The team has been as unlucky as it has been unskilled. The season had hardly begun before the disabled list captured the team's closer, leadoff batter, best run-producer and most promising starting pitcher.

Owner David Glass' penny-pinching reputation can't be blamed for all the troubles.

Glass shelled out $9.5 million this year for free agent starters Joe Mays, Mark Redman and Scott Elarton. But the collective result at the end of Kansas City's 0-7 home stand Sunday was an 0-13 record and 6.50 ERA.

Predictably, dissension is beginning to show. Elarton last week called out some of his unnamed teammates, accusing them of not caring whether they won or lost.

Manager Buddy Bell the next day said he agreed.

But the day after that, embattled general manager Allard Baird stood within earshot of his manager and took issue with Bell's comments.

"If there were any players on this team who didn't care, we would get them out of here immediately," he said. "They do care."

Actually, Baird is the one likely on the way out.

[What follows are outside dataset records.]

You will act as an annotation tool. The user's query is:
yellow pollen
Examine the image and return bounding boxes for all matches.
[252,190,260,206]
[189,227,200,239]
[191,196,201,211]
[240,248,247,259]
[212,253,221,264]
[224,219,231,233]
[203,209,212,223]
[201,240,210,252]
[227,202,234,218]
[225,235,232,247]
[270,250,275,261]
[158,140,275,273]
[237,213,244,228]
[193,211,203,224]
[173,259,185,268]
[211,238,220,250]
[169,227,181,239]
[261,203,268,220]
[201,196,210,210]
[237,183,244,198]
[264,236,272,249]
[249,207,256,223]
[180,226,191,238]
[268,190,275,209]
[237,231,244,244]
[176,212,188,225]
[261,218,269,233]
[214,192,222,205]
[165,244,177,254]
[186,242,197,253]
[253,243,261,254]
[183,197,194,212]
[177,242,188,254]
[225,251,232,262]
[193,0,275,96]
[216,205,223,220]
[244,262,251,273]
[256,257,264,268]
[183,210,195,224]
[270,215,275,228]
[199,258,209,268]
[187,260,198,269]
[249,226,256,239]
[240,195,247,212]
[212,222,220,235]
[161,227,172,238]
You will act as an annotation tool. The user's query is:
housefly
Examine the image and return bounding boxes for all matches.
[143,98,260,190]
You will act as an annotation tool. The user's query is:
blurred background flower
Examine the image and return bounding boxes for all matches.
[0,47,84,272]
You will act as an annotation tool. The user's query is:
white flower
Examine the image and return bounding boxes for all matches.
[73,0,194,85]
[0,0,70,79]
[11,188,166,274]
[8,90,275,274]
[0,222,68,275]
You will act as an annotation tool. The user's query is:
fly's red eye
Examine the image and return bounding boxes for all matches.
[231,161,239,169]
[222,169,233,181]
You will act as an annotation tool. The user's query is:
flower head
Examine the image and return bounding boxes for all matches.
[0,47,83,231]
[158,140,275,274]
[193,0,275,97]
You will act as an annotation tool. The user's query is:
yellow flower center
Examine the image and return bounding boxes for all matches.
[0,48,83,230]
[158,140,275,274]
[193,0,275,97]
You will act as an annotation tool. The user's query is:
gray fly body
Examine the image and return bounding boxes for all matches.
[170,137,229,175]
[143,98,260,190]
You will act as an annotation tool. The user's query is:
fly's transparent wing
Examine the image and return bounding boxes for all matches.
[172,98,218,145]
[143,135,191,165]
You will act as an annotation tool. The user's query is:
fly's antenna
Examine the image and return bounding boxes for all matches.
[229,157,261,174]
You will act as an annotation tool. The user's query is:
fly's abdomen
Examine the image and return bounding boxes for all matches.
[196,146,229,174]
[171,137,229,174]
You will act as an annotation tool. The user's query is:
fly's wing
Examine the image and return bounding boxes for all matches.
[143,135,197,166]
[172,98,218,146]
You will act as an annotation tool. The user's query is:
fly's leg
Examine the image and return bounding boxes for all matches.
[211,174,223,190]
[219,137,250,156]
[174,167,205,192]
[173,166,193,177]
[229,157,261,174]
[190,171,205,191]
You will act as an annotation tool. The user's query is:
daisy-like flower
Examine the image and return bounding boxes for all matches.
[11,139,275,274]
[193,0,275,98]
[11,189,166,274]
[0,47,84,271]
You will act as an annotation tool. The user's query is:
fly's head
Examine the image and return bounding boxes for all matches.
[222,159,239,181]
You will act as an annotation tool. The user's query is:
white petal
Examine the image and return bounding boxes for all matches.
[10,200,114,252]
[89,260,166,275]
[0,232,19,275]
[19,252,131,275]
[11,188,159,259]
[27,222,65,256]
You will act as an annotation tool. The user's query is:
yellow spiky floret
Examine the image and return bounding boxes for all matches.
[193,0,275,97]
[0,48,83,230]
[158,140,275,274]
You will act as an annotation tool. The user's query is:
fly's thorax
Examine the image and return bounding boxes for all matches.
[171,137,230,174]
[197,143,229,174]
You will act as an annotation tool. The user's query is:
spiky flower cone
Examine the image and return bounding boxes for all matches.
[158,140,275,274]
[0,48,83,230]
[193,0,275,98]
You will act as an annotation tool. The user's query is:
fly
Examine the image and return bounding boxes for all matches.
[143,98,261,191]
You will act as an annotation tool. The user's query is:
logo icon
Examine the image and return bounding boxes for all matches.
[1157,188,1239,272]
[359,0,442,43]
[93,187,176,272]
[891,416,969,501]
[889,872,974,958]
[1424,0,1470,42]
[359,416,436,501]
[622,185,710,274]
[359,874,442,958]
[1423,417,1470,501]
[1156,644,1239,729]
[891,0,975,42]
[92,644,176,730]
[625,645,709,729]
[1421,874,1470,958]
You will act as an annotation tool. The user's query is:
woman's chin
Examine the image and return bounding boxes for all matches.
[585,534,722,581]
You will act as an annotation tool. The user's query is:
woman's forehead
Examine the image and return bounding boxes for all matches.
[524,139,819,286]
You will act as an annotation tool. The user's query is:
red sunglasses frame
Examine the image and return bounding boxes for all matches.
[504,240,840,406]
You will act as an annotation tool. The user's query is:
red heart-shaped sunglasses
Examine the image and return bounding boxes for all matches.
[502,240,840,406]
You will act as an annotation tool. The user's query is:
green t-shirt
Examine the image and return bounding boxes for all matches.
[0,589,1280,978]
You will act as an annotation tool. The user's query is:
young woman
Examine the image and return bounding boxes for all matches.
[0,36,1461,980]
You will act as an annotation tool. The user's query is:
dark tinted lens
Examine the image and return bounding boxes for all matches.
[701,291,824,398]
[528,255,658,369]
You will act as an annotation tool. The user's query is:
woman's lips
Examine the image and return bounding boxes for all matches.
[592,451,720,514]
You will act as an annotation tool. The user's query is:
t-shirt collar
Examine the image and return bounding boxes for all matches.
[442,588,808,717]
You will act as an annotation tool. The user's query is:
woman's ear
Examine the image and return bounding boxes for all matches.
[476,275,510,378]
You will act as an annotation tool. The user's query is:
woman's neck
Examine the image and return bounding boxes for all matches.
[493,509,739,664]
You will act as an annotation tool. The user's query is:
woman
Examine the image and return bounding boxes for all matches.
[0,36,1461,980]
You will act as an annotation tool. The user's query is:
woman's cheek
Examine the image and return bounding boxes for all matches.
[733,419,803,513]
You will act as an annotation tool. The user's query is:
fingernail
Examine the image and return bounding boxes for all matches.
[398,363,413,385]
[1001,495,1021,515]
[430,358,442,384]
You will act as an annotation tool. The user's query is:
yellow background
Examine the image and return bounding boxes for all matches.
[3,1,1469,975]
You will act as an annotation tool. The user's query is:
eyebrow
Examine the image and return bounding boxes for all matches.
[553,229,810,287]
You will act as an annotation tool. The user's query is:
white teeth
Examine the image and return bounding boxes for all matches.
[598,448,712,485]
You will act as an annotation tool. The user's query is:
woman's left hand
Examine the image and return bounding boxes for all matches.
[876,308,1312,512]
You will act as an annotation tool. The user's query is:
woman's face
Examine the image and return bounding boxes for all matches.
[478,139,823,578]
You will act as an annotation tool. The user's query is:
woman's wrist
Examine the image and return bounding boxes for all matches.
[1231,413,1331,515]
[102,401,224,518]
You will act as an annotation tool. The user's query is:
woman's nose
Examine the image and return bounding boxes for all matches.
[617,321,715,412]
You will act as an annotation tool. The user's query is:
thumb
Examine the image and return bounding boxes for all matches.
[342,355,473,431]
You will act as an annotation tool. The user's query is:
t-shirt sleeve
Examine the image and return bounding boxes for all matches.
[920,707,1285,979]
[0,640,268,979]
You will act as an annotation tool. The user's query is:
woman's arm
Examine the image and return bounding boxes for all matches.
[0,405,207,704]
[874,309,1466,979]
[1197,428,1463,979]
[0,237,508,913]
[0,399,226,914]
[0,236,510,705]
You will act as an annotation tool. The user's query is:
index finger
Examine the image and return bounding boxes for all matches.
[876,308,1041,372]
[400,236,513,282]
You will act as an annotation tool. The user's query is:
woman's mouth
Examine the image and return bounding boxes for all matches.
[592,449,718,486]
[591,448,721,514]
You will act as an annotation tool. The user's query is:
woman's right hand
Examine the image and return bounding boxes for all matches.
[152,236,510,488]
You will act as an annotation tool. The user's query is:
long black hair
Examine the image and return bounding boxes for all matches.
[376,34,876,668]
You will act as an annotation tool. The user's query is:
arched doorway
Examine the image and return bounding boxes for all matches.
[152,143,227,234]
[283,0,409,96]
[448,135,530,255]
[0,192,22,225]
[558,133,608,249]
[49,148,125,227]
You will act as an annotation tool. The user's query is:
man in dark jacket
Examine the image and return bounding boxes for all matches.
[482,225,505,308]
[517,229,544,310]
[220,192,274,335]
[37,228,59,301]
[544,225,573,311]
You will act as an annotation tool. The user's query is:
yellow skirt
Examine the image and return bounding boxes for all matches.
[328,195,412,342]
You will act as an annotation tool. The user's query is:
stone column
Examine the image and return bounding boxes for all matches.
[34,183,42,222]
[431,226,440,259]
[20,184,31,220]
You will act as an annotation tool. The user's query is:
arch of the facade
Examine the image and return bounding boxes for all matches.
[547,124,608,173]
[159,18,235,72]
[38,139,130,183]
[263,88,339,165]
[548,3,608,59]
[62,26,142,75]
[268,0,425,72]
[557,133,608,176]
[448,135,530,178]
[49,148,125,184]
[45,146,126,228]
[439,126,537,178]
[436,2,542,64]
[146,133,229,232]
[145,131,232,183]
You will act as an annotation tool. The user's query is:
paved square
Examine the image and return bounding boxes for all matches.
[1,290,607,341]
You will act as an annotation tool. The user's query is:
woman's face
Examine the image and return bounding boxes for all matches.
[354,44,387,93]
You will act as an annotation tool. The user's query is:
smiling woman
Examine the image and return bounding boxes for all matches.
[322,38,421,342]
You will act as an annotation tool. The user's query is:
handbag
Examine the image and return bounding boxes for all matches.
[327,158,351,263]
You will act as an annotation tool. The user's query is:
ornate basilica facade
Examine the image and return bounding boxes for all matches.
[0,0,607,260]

On May 5, an exasperated Glass vowed that "significant changes" were on the way.

"I'm not willing for us to sit and wait to see if it gets better," he declared.

From the day he said that through consecutive loss No. 13, the Royals had gone 3-15. The firing of the hitting coach has been the most significant change.

"It's just a vicious cycle," said Elarton. "And we're stuck in it."